At (1): We've got 'roadhouse' in the slug. No need for repetition here.
At (2): Toward/towards -- both correct. Just use them consistently. Later on this page I use 'toward' so let's pick one and stick with it.
"out of" -> "from" -- never stop looking for contractions, where you can substitute one word for two. Generally, less words take less time to comprehend. And fewer words means less space consumed on the page. The small savings add up.
At (3): "From the roadhouse comes the music of a country-and-western band" -> "From the roadhouse comes country-and-western music" -- the rearrangement helps the brain parse the sentence fluidly. In the former version, the brain receives 'roadhouse' > 'music' > 'country and western'. In the second version the brain processes 'roadhouse' > 'country and western' > 'music': when we hit 'music' we already know what type it is. Yes, this is pedantic. Welcome to my Obsessive Writer World. But these little things
do help to speed comprehension. The less time your reader's brain takes to form the intended thoughts, the more your writing engages.
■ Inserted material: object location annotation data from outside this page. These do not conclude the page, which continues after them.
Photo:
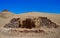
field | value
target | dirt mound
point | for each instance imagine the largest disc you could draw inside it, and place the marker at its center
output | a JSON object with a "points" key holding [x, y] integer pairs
{"points": [[31, 23]]}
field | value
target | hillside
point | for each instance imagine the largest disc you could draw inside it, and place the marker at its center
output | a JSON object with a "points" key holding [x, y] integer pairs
{"points": [[6, 17]]}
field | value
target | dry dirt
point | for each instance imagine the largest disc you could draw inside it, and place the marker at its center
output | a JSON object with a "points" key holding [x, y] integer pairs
{"points": [[5, 17]]}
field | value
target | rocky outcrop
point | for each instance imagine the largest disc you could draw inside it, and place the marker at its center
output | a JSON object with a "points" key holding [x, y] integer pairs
{"points": [[31, 23]]}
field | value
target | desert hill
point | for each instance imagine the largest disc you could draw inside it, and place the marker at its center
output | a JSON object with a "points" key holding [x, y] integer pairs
{"points": [[6, 17]]}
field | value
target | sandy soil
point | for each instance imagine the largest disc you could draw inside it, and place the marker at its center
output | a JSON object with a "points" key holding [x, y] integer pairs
{"points": [[5, 17]]}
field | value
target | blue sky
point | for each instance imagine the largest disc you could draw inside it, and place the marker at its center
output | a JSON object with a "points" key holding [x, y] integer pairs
{"points": [[21, 6]]}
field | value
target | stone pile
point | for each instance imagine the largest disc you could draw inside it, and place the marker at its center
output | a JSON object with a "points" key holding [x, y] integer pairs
{"points": [[31, 23]]}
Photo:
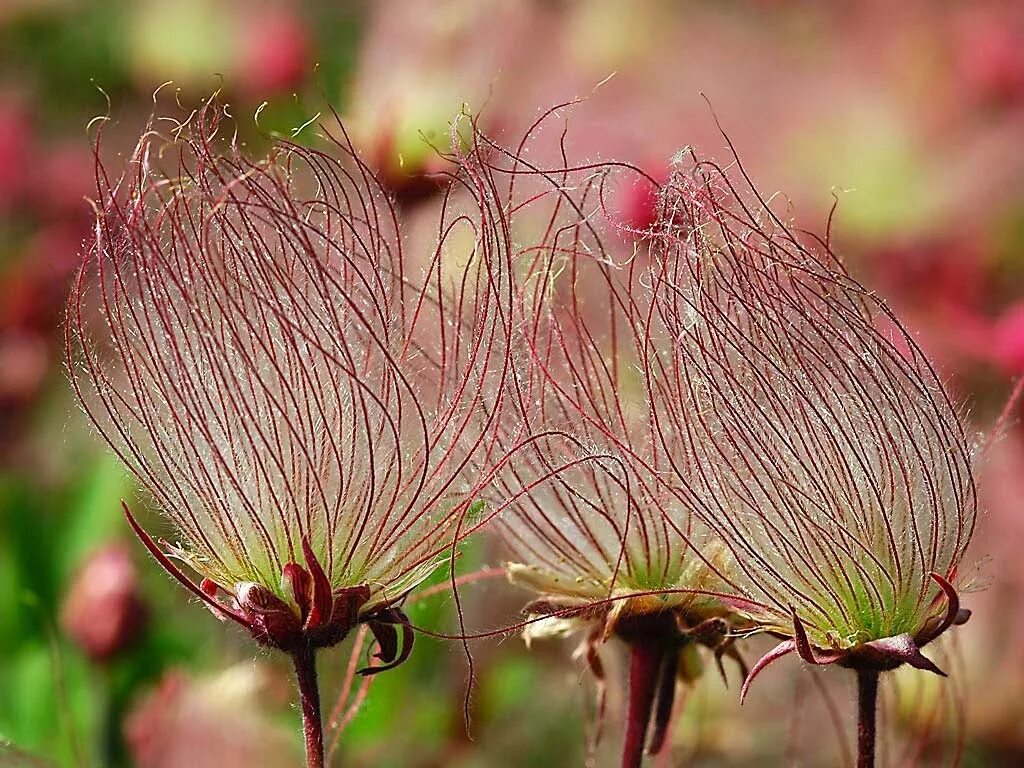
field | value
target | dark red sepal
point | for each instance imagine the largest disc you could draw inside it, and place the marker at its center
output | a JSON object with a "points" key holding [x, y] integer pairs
{"points": [[385, 625], [270, 620], [322, 604]]}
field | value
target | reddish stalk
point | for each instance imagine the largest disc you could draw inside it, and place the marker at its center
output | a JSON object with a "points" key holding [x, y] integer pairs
{"points": [[645, 663], [312, 726], [666, 699], [867, 695]]}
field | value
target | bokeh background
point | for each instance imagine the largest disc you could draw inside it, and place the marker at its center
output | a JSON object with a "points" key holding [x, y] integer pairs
{"points": [[909, 114]]}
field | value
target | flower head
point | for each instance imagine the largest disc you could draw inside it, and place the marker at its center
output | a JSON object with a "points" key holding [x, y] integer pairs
{"points": [[607, 544], [835, 465], [298, 395]]}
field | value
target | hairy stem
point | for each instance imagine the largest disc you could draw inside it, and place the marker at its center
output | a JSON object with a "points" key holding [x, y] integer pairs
{"points": [[645, 663], [666, 699], [867, 695], [312, 726]]}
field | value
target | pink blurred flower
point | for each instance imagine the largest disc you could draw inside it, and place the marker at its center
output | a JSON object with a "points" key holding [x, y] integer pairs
{"points": [[102, 611], [989, 52], [15, 150], [274, 50], [1008, 339], [221, 721]]}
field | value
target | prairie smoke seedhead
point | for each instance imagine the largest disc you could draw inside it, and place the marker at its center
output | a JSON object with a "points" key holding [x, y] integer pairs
{"points": [[836, 467], [298, 396], [604, 540]]}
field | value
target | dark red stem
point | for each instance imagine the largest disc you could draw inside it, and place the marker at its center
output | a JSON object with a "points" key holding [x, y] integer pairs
{"points": [[645, 662], [312, 726], [666, 699], [867, 696]]}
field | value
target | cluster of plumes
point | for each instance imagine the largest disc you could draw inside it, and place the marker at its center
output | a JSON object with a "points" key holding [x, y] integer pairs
{"points": [[299, 396], [724, 424], [686, 432], [833, 462], [598, 532]]}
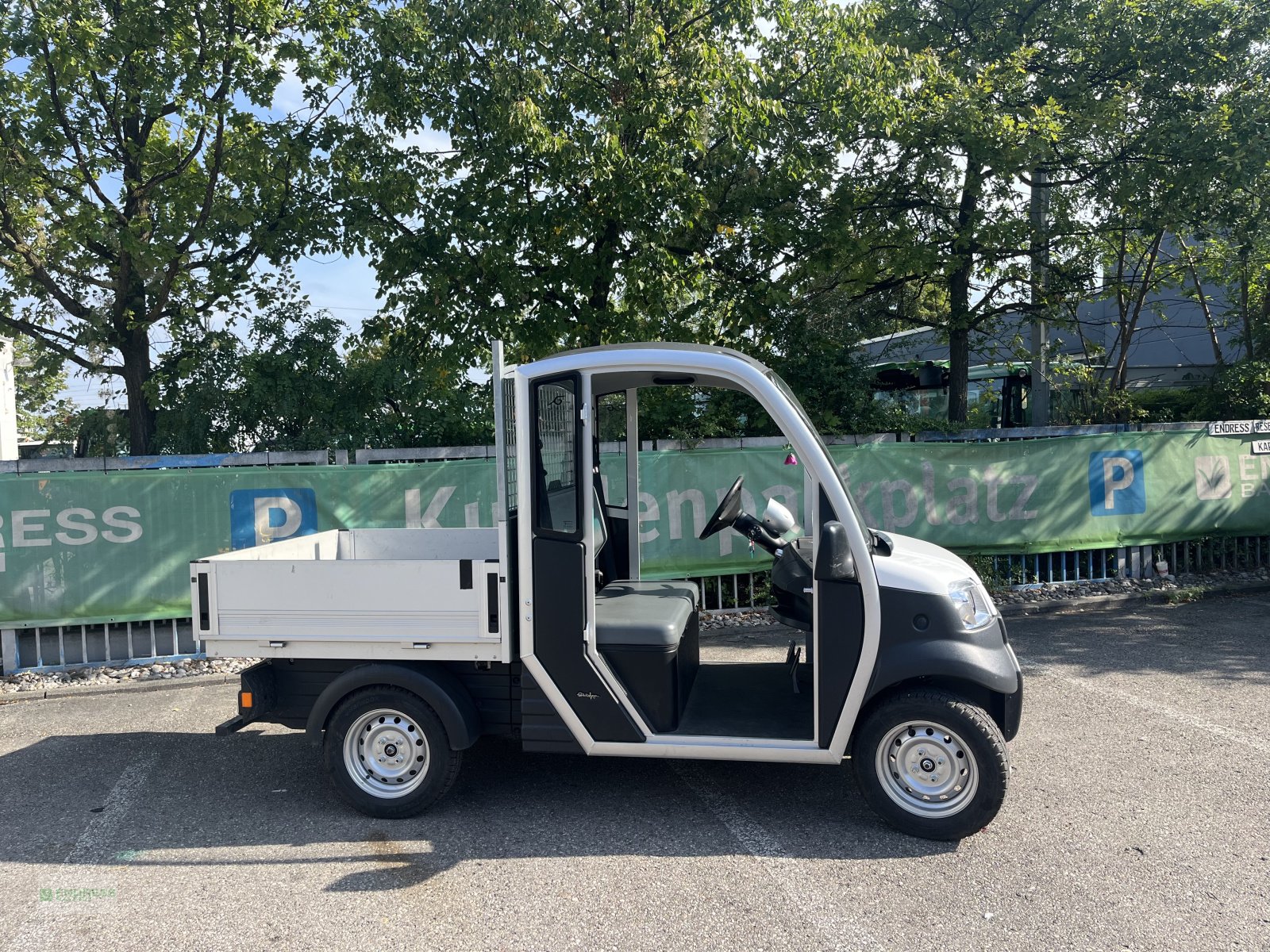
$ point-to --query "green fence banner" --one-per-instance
(88, 547)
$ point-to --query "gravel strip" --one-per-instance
(125, 674)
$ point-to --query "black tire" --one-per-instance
(967, 765)
(403, 715)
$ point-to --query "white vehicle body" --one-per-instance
(568, 657)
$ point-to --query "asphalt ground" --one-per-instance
(1138, 818)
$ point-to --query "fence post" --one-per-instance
(8, 651)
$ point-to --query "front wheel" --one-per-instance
(387, 753)
(931, 765)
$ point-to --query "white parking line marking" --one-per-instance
(779, 865)
(92, 847)
(1108, 691)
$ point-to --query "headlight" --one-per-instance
(972, 603)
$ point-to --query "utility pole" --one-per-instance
(1038, 399)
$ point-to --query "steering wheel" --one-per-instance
(727, 513)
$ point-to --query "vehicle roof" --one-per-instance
(664, 347)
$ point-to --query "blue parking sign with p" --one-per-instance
(264, 516)
(1118, 482)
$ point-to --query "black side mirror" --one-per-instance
(833, 562)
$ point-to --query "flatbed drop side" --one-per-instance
(399, 649)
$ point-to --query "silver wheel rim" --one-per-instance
(387, 754)
(927, 770)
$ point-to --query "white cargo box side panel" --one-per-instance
(349, 608)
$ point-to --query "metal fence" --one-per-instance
(118, 644)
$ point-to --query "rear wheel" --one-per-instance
(931, 765)
(387, 753)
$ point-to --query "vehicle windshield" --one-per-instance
(797, 404)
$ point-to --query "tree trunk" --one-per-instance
(143, 418)
(1121, 378)
(601, 286)
(1245, 310)
(959, 374)
(1203, 302)
(964, 248)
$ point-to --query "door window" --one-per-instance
(611, 429)
(558, 503)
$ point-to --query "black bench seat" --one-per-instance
(647, 631)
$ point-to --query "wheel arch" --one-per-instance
(1003, 708)
(432, 683)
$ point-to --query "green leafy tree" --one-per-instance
(290, 382)
(1094, 93)
(145, 171)
(1184, 132)
(44, 414)
(609, 171)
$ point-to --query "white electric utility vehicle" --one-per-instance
(398, 649)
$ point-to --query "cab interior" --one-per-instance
(647, 631)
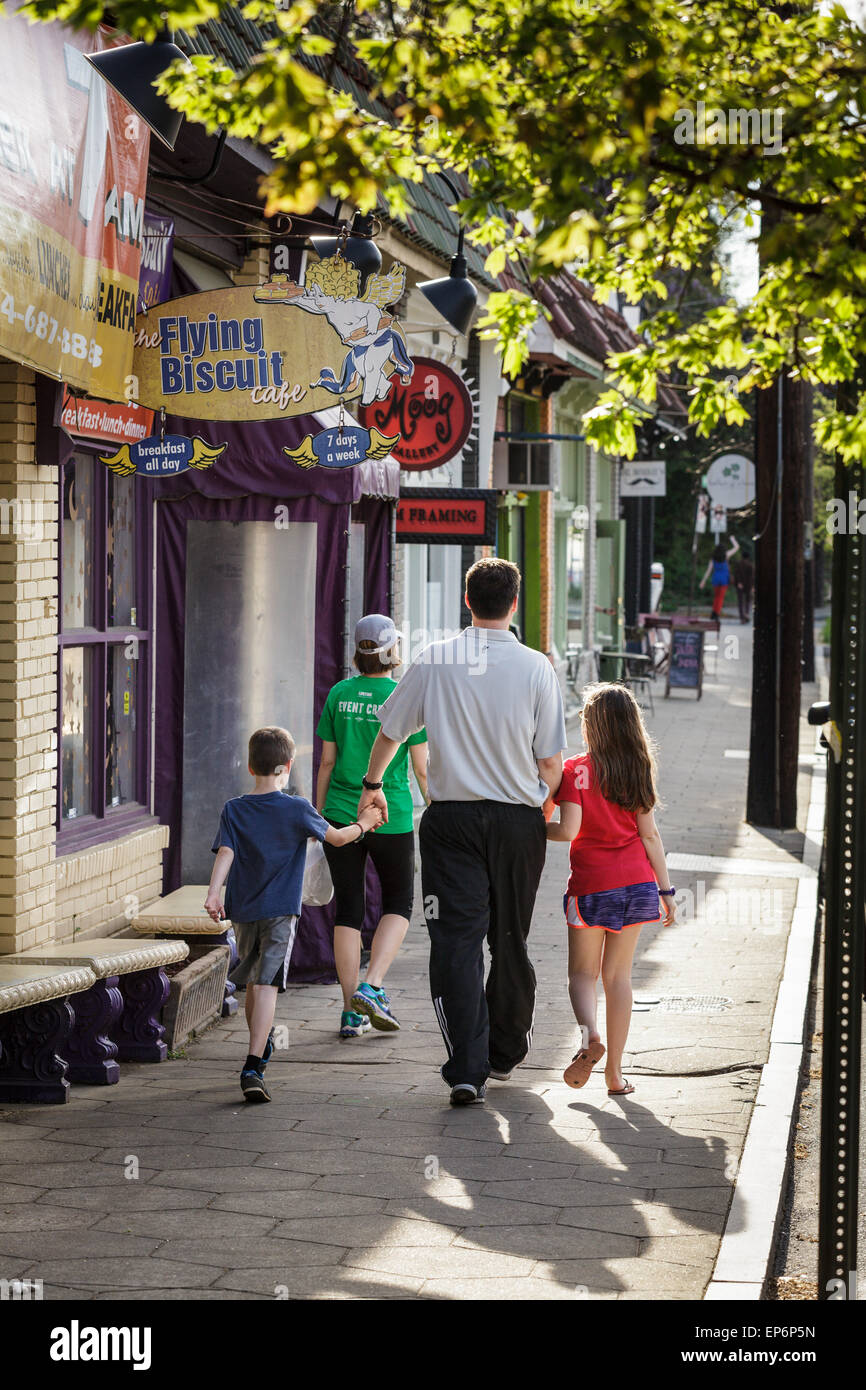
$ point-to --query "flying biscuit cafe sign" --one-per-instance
(278, 349)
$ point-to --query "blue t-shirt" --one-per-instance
(268, 833)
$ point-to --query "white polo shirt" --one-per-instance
(491, 708)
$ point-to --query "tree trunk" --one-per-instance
(809, 566)
(761, 798)
(779, 610)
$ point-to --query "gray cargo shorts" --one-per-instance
(264, 948)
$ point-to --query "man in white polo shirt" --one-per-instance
(495, 726)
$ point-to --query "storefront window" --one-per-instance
(75, 733)
(577, 538)
(78, 542)
(104, 648)
(120, 549)
(121, 715)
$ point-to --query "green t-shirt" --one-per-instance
(349, 720)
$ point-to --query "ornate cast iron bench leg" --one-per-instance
(138, 1033)
(34, 1043)
(91, 1051)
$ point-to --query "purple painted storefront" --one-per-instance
(248, 484)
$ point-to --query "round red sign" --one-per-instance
(433, 414)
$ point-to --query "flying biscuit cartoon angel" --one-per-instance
(374, 341)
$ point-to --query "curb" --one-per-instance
(752, 1219)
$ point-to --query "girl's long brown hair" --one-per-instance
(619, 747)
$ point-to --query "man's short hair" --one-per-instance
(491, 587)
(270, 748)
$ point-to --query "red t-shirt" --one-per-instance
(608, 851)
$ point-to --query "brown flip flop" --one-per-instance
(581, 1065)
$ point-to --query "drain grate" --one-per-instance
(684, 1004)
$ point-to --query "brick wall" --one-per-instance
(28, 670)
(102, 890)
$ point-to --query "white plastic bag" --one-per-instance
(317, 886)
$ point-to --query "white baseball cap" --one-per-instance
(376, 627)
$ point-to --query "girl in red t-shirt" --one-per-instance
(619, 875)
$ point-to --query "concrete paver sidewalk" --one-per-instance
(360, 1182)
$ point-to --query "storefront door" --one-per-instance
(609, 615)
(248, 662)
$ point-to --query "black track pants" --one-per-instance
(481, 863)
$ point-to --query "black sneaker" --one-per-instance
(466, 1094)
(253, 1087)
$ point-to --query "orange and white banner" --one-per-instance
(72, 180)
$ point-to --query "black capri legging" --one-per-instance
(394, 859)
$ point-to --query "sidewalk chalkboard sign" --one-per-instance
(685, 666)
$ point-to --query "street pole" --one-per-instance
(844, 901)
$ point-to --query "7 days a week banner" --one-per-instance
(72, 175)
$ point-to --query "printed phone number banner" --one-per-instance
(278, 349)
(446, 516)
(72, 175)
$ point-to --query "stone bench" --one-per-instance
(118, 1016)
(35, 1025)
(181, 913)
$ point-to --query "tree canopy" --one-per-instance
(617, 136)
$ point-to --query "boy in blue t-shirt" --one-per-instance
(260, 848)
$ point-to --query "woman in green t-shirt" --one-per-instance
(348, 730)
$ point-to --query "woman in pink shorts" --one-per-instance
(619, 876)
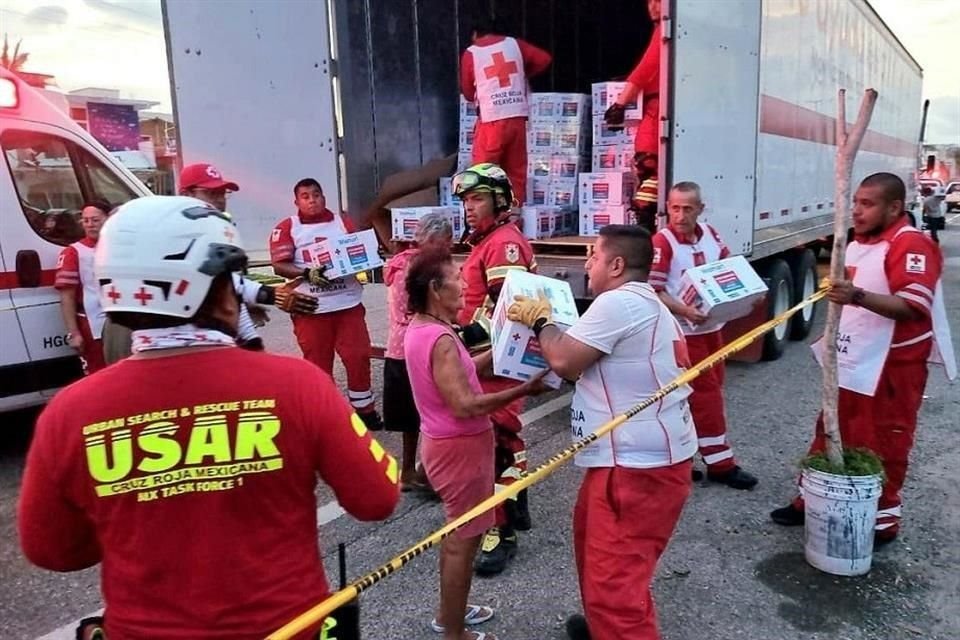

Let's stick with the topic of minutia. "From the roadhouse comes country-and-western music." "Country-and-western music comes from the roadhouse." What's the difference? Comprehension. While reading, the mind constantly juggles whatever information it has at the time, trying to make sense of it all. New pieces get added and the mind juggles again, searching for the most appropriate meaning based on everything supplied so far. This happens quickly, of course. But you can speed it along by placing your spatial and chronological cues up front. Give the reader's mind the important bits early, so it can build a foundation in time and space and easily slot in the remaining parts of the sentence.
At (4): "Gwen immediately fidgets with the..." -> "Gwen fidgets with the..." Redundant word. With the added bonus of pulling back the sentence to one line instead of two. Always look for sentence blocks where you can lose a word or two and reclaim a line of whitespace. Any way you can save whitespace is a good thing. Screenwriting today is all about slim, low-page-count scripts. Yes, the more literary screenwriting style from the forties through seventies is nice. Maybe the tables will turn back one day. Right now, every word must earn its place on the page.